Experiencing Leonard Bernstein

A Listener's Companion

By (author) Kenneth LaFave

Paperback - £25.00

Publication date:

30 October 2017

Length of book:

220 pages

Publisher

Rowman & Littlefield Publishers

ISBN-13: 9780810895188

Leonard Bernstein is a household name. Most know him for his classic musical reworking of Shakespeare’s Romeo and Juliet as Broadway’s West Side Story. But Bernstein accomplished so much more as a composer, and his body of work is both broad and varied. He composed ballets (Fancy Free, Facsimile, Dybbuk), operas (Trouble in Tahiti, Candide, A Quiet Place), musicals (On the Town, Wonderful Town), film scores (On the Waterfront), symphonies, choral works, chamber music pieces, art songs, and piano works.

In
Experiencing Leonard Bernstein: A Listener’s Companion, Kenneth LaFave guides readers past Bernstein’s famously tortured personal problems and into the clarity and balance of his Serenade after Plato’s Symposium for Violin and Orchestra, the intense drama of his music for On the Waterfront, the existential cosmography of his three symphonies, and his vibrant works for the musical stage. Perhaps the most famous American classical musician born in the twentieth century, Bernstein divided his time between composing, conducting, writing, and teaching, a busy schedule—especially his conducting of major orchestras—that set his work as composer at a disadvantage. Often generated in short spurts, his work carries an urgency—and even an element of improvisational genius—that he flavored with his eclectic embrace of jazz, folk song, Jewish cantorial music, and innovations in contemporary classical theory. The result is a body of work that is beguilingly melodic, incomparably rhythmic, and irrepressibly individual.

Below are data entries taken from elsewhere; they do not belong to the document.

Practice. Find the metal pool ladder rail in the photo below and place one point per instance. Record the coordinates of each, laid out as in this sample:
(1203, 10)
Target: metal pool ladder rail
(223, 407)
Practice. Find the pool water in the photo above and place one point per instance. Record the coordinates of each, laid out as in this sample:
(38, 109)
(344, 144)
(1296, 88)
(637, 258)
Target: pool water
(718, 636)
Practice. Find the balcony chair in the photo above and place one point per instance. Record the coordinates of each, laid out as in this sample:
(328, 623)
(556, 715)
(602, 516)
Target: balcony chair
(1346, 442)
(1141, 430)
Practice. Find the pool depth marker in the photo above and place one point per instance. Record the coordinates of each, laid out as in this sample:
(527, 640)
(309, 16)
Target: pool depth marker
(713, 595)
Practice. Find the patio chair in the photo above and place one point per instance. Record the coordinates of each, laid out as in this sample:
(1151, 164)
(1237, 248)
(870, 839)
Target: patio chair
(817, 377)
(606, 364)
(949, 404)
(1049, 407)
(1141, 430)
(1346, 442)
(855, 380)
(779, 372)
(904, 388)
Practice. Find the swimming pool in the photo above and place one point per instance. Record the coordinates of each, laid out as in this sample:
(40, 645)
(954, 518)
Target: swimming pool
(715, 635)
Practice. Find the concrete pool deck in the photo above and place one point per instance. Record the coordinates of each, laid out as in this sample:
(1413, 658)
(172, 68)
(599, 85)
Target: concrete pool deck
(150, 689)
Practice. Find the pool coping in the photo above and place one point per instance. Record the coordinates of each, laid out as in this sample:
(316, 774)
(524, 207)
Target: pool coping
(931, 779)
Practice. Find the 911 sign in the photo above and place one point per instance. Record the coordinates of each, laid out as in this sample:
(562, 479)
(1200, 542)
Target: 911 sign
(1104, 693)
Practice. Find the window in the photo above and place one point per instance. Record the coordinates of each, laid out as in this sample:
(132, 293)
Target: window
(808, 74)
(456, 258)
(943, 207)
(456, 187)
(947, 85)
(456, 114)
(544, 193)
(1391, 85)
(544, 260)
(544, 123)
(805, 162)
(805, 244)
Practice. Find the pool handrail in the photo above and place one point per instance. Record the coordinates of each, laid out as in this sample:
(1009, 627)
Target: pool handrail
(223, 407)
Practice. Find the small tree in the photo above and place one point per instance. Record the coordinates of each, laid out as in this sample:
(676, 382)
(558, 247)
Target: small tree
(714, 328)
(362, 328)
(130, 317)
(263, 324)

Experiencing Leonard Bernstein: A Listener’s Companion is the ideal work for any reader seeking to learn how to listen across the spectrum of Bernstein’s musical output.

On the next-to-last page of his survey of Leonard Bernstein’s compositions, LaFave says, 'I fully expected Bernstein the composer to shrink' as the book burgeoned. The reverse occurred. Bernstein’s music revealed more and more structural glories, such as the informing use of the tritone in West Side Story, as well as an overall profile at once traditional and avant-garde. Bernstein clung to tonality and argued against atonal and 12-tone composition per se while exemplifying how to use 12-tone rows within tonal works. He leaped into the orchestral percussion revolution that led to minimalism, and he pioneered injecting pop-music styles, performance techniques, and instruments (electric guitar, Hammond organ) into otherwise classical orchestral and singing ensembles to produce the sui generis Mass, 'the best-selling multiple-disc classical recording in the industry’s history.' LaFave’s greater-than-anticipated enthusiasm for his subject shows in the liveliness of his engrossing readings of Bernstein’s scores, which include thorough plot précis of the composer’s dramatic works, including the musicals, the movie On theWaterfront, Mass, and even the violin concerto Serenade after Plato’s Symposium (based on a drama of sorts, after all). Reading his descriptive analyses seems the next-best thing to attending actual performances—quite an achievement for a series book.